A Clojure library designed to crawl web sites.
- Tested and running on
openjdk 16.0.2 2021-07-20
- Using clojure
1.11.1
- You will need
Leiningen
You can invoke using leiningen directly, if you install lein accordingly
brew install leiningen
lein run <URL> <DEPTH>
I would, however, recommend piping to jq
lein run https://lucasob.github.io 1 | jq
Given I don't want to make anyone's day terrible, I've wrapped this up to be invoked from docker
docker build -t crawler .
(I'd still recommend piping to JQ, the depth param is optional, but does default to 0)
docker run crawler https://lucasob.github.io 1 | jq
At this point, I've run out of other ways to help 😉
The logs are a bit bad, and you won't get nice jq, but regardless.

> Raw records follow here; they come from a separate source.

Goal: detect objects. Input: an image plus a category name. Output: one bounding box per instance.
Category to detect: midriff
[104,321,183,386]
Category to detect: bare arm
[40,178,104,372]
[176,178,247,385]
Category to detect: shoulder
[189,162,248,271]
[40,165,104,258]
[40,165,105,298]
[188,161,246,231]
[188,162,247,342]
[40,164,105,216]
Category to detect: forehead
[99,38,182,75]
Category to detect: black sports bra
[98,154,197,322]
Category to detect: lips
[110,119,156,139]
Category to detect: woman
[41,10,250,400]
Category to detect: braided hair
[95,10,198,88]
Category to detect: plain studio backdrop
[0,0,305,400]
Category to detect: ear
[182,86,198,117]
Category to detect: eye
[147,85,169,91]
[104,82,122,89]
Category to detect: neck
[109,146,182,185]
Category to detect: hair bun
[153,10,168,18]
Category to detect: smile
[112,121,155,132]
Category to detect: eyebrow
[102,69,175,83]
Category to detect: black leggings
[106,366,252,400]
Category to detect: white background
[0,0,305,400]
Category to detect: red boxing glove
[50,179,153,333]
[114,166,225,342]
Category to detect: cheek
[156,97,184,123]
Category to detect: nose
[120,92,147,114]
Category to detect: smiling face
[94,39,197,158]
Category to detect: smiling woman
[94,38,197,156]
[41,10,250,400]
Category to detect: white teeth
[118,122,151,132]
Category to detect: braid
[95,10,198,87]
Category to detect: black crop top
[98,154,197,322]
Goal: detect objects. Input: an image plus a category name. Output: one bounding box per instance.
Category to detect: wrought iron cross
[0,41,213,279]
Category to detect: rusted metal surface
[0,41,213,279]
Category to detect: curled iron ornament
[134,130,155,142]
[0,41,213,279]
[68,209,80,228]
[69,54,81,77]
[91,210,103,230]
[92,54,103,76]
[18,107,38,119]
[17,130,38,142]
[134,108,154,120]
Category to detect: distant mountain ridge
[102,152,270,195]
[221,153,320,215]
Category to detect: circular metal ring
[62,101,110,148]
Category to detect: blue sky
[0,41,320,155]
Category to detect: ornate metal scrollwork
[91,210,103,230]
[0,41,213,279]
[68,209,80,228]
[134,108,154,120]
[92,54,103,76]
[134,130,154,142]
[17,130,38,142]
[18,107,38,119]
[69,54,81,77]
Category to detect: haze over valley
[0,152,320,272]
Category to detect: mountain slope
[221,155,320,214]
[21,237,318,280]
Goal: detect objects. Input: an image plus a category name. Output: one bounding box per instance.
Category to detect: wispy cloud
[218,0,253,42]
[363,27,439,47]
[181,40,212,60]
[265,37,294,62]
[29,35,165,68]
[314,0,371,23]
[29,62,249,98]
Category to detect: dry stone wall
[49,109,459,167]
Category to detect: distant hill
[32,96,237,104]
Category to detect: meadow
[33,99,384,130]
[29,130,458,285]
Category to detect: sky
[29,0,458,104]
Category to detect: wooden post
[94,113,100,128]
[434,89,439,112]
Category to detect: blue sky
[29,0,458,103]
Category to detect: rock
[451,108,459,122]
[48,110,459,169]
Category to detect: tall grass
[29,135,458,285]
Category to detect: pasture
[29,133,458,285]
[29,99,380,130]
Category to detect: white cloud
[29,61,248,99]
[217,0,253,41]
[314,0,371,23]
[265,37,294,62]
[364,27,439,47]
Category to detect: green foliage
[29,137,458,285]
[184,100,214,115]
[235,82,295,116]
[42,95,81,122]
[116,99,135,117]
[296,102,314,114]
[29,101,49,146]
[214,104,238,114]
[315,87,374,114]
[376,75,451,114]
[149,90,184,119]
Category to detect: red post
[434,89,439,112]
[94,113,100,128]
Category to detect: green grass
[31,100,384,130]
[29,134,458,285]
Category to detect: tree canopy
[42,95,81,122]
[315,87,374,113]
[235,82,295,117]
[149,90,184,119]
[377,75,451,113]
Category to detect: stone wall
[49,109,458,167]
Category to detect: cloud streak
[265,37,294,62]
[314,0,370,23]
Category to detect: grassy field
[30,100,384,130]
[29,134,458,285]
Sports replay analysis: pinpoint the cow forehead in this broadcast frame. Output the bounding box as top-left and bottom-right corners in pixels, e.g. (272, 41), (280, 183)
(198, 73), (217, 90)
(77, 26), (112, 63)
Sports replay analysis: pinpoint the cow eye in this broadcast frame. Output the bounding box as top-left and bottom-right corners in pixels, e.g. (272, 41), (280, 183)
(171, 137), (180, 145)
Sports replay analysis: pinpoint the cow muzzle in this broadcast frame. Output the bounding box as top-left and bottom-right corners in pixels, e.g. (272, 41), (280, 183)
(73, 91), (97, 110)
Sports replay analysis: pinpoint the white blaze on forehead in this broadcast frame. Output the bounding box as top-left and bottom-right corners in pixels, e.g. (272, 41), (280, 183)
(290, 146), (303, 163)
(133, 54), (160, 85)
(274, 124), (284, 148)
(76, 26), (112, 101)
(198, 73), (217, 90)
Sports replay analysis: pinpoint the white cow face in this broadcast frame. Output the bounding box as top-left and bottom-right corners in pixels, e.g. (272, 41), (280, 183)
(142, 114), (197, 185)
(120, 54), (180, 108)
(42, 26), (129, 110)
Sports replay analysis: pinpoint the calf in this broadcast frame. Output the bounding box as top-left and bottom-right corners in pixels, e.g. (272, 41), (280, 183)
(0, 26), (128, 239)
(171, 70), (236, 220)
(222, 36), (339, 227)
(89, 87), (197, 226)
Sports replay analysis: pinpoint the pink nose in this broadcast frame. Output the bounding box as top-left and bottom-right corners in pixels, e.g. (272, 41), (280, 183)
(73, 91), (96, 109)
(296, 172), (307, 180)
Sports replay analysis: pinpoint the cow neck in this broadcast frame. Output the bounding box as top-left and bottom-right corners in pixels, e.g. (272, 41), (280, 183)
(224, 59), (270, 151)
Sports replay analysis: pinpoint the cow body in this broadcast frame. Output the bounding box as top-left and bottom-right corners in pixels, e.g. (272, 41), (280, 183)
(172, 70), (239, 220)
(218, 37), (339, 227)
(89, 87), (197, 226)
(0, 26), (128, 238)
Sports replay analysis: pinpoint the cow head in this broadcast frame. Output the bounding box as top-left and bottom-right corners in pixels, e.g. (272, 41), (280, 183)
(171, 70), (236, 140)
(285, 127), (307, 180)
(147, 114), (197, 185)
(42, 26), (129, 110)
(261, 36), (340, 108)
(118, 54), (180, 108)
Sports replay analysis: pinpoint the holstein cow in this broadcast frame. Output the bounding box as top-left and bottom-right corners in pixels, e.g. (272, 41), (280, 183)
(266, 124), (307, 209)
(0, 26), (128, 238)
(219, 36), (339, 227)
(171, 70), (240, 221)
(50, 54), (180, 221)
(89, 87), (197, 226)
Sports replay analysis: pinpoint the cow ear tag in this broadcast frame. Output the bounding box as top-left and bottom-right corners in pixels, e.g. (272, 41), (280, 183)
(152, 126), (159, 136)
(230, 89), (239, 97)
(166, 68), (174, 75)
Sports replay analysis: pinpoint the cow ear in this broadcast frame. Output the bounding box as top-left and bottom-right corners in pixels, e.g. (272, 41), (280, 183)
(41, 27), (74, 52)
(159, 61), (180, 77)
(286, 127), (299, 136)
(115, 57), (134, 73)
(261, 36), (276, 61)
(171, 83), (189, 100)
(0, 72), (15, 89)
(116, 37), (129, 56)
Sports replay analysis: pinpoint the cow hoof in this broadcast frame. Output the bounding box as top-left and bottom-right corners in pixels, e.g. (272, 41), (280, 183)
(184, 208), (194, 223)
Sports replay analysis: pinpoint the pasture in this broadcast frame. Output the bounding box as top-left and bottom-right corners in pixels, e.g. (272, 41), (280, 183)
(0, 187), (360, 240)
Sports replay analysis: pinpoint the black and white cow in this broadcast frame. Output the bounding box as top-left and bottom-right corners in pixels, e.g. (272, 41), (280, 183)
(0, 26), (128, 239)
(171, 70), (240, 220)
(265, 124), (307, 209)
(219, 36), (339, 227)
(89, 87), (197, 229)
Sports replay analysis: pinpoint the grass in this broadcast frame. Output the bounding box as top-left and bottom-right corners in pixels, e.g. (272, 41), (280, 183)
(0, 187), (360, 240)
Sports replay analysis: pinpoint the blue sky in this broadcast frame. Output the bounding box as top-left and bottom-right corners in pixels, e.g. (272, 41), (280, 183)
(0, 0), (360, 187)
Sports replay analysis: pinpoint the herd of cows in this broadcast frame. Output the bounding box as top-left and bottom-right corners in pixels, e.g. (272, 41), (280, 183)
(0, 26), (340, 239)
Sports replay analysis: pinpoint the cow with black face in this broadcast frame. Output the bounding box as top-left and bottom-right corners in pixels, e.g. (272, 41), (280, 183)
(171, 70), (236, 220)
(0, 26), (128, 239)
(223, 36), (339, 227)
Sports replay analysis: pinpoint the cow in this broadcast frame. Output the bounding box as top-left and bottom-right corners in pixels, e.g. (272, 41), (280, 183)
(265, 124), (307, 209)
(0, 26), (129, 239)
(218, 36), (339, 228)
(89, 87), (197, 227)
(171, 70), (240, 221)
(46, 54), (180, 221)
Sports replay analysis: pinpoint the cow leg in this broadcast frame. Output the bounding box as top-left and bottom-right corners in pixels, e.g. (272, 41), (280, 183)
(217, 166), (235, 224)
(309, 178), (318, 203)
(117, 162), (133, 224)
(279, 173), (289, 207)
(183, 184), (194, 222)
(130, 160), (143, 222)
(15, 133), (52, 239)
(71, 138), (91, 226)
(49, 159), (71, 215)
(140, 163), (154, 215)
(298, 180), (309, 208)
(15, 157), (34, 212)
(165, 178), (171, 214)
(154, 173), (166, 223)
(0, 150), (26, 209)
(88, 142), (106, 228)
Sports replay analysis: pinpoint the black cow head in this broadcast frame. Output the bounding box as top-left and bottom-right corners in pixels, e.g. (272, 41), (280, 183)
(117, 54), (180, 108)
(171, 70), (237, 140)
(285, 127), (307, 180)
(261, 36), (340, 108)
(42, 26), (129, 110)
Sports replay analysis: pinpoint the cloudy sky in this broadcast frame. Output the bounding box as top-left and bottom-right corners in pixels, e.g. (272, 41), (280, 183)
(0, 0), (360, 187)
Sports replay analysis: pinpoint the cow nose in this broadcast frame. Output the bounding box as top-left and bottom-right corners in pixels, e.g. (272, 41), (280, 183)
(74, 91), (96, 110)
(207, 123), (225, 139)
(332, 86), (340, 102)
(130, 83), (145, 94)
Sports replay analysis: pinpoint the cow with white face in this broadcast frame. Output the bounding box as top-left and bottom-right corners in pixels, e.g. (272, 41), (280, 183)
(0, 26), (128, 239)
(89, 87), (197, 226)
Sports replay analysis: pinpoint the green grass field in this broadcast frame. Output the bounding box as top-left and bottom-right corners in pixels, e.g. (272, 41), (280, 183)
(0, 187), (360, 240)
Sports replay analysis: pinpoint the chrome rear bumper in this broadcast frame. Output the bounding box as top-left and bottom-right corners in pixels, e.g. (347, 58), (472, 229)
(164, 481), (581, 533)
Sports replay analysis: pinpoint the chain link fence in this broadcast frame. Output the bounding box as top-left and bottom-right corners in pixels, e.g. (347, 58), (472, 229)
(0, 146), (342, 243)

You have to manually specify the url you want inside the compose file.
docker compose up crawler
- We rely on testcontainers to abstract away spinning up dependencies
- We use WireMock to be able to properly stub HTTP calls
lein test
lein deps
(This will download additional deps on first run)
lein cloverage
Yeah, the JVM has to start up every time you use lein 😭
This is optional, but enabling test container reuse means not spinning up a container for each test
Within ~/.testcontainers.properties
set testcontainers.reuse.enable=true
If I feel generous, I'd like to
- Wrap up CLI argument handling to be better & show help
- This would go so much faster in BB, but the issue is testing and reproducibility -- bb is hard.